Exposures — Exposure history should include
occupational and recreational activities,
medications and supplements, foods, and travel.
Occupational/recreational exposures — Some
occupations and/or recreational activities are
associated with specific exposure risks. Examples
include a risk for strongyloides infection in miners,
a risk for ascariasis in slaughterhouse workers,
and a risk for schistosomiasis in river rafters.

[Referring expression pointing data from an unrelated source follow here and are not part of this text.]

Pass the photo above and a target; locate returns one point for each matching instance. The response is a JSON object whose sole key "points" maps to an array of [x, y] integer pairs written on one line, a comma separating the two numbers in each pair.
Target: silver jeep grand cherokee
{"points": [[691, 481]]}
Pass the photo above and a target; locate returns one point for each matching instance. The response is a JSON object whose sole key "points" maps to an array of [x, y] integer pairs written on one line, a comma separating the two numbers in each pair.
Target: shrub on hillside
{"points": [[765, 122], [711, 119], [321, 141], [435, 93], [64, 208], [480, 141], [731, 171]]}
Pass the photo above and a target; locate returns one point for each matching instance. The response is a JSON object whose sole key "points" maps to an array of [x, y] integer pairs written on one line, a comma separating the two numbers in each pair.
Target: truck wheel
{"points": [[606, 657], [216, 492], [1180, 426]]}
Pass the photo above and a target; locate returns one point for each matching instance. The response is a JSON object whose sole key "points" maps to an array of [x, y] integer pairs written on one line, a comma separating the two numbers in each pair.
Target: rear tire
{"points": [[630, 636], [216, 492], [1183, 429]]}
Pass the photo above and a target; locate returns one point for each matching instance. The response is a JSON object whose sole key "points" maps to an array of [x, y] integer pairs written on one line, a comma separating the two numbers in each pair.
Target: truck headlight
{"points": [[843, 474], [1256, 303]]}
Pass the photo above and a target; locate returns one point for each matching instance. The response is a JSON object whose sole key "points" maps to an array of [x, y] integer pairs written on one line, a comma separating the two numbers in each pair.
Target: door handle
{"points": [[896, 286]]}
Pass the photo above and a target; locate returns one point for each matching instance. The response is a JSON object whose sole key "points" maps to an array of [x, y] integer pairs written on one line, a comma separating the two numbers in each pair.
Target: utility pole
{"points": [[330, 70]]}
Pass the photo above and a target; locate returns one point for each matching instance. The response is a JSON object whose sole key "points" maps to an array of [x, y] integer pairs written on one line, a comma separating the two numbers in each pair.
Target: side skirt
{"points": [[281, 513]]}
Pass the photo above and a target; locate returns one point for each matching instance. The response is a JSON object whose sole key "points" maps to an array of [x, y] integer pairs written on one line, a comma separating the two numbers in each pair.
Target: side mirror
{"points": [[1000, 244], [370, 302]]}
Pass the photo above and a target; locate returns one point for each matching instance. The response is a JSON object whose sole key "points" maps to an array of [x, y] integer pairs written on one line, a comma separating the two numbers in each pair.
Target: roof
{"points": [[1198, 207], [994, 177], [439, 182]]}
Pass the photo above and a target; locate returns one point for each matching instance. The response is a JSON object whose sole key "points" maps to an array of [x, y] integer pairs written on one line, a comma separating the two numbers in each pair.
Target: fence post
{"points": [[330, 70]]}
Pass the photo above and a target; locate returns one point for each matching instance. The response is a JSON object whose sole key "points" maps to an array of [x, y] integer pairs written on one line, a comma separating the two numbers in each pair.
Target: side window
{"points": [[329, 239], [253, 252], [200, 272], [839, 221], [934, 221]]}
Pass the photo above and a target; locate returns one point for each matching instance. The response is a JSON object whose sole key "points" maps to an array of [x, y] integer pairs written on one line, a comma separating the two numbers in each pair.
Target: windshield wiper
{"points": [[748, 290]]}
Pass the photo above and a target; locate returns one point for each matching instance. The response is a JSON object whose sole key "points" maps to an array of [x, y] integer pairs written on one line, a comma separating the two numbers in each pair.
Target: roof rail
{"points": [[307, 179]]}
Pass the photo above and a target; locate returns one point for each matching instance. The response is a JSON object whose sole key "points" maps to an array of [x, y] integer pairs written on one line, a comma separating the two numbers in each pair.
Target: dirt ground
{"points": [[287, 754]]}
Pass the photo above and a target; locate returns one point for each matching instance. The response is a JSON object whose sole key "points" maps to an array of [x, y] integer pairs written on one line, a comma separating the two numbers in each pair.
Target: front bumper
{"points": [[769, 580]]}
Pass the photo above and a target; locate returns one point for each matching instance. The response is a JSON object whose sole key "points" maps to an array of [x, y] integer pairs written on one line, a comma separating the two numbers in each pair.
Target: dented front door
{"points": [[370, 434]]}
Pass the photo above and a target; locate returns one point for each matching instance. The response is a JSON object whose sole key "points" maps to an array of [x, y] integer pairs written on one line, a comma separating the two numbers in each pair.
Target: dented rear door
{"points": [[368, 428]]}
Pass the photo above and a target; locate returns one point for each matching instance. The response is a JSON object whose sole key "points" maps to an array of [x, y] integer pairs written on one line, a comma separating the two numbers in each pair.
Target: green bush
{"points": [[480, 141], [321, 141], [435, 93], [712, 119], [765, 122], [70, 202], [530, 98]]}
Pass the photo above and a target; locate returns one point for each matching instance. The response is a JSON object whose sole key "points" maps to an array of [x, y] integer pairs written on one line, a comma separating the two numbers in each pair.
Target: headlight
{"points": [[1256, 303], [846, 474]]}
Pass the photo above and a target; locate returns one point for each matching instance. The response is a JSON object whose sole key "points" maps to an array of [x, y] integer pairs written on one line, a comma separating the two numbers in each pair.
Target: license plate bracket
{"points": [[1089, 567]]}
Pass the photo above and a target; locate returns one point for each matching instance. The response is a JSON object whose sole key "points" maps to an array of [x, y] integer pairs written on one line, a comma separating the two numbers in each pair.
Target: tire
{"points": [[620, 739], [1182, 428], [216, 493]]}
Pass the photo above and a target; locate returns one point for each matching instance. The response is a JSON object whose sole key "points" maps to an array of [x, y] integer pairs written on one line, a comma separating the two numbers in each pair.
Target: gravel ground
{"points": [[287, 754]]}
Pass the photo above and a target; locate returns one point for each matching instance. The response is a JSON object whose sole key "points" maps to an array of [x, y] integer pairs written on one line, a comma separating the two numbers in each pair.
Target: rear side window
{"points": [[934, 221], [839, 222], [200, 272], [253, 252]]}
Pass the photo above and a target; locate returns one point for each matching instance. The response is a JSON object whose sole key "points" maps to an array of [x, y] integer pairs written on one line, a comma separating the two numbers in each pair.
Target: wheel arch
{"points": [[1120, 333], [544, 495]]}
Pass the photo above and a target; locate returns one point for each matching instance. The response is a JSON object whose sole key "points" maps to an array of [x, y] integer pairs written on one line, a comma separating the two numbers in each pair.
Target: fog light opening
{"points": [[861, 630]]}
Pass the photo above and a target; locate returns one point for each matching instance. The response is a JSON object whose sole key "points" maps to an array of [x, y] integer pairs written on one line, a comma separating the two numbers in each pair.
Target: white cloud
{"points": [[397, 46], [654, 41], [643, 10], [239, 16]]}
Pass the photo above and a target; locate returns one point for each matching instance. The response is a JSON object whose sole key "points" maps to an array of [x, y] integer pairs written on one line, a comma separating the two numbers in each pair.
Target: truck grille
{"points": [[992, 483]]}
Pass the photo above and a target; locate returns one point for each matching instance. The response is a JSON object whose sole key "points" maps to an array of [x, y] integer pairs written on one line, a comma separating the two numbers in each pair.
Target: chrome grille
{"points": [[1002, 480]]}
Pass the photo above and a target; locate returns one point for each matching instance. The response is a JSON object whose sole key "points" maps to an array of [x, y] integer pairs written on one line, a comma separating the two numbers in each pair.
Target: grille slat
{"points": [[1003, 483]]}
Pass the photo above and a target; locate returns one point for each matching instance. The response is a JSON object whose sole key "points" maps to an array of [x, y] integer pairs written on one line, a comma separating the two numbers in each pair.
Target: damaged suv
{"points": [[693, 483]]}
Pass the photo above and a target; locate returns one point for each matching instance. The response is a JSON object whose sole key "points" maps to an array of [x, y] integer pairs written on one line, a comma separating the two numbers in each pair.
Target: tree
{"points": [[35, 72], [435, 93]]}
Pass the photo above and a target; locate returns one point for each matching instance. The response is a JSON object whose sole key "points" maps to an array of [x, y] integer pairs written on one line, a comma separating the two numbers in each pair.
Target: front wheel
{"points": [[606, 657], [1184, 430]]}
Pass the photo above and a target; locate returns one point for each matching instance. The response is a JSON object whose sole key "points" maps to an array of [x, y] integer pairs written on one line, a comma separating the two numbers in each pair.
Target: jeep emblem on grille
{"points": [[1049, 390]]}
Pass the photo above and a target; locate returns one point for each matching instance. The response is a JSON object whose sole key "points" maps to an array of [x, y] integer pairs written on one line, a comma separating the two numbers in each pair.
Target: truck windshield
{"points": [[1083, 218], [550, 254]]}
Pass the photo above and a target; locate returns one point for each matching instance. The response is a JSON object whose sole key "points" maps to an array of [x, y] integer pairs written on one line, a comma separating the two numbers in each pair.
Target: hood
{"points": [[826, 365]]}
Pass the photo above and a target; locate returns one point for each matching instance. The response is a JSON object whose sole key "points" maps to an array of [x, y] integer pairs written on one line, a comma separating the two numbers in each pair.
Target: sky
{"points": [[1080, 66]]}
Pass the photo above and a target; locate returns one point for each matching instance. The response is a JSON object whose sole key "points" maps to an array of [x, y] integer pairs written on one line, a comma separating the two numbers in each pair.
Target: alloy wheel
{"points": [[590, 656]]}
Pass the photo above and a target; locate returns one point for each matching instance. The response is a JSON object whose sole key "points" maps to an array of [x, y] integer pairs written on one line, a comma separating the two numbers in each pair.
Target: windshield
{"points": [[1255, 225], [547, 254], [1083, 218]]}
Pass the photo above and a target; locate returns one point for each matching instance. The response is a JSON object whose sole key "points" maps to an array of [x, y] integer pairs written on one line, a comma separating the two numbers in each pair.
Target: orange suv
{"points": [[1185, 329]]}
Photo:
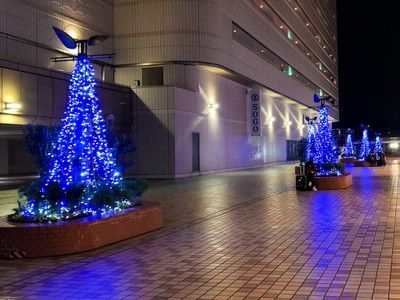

Medications and over the counter
remedies — Eosinophilia can be caused by almost
any prescription or nonprescription drug, herbal
remedy, or dietary supplement ( table 2). Thus, a
detailed review of past, current, and over-the-
counter medications and remedies should be
elicited. The temporal relationship between
administration of the medication or herbal remedy
may be helpful, but the time course of
eosinophilia does not always follow a consistent
pattern. Although drug-induced eosinophilia is
often accompanied by fever, rash, or other clinical
manifestations, signs and symptoms may be
absent.
In a prospective cohort study of 824 patients
receiving prolonged intravenous antibiotic therapy
as outpatients, 25 percent developed eosinophilia
(peak absolute eosinophil count ranging from 500
to 8610/mL, median 726/mL) after a median of
15 days of therapy [11 ]. Patients with eosinophilia
had a significantly higher likelihood of rash (15
versus 6 percent; adjusted hazard ratio [HR],
4.16) or renal injury (15 versus 10 percent;
adjusted HR, 2.13), compared with patients
without eosinophilia. Liver injury was comparable
between the two groups. DRESS (drug rash with
eosinophilia and systemic symptoms) syndrome
or possible DRESS, occurred in seven patients,
four of whom were receiving vancomycin .
Medication-associated eosinophilia per se does
not mandate cessation of medication
administration but rather requires careful
consideration of the following questions: a) are
there clinical manifestations in association with
the eosinophilia that would dictate changing the
medication, b) are there alternative medications
(eg, antibiotics, seizure meds) that could be
substituted, or is the likely medication the
preferred or required therapy. It is also important
to realize that eosinophilia may not resolve for
weeks to months after discontinuation of the
offending agent.
Foods — Dietary history should ascertain the
ingestion of raw or undercooked meat because
incompletely cooked pork containing encysted
larvae is a source of trichinellosis. Ingestion of
soil or vegetables contaminated by excrement
from infected dogs or cats can cause toxocariasis,
and undercooked or raw crab or crayfish can
transmit paragonimiasis. (See "Trichinellosis" and
"Toxocariasis: Visceral and ocular larva migrans"
and "Paragonimiasis" .)
Travel — A history of residence in or recent
travel to a parasite-endemic area may be helpful
in suggesting a parasitic etiology of eosinophilia.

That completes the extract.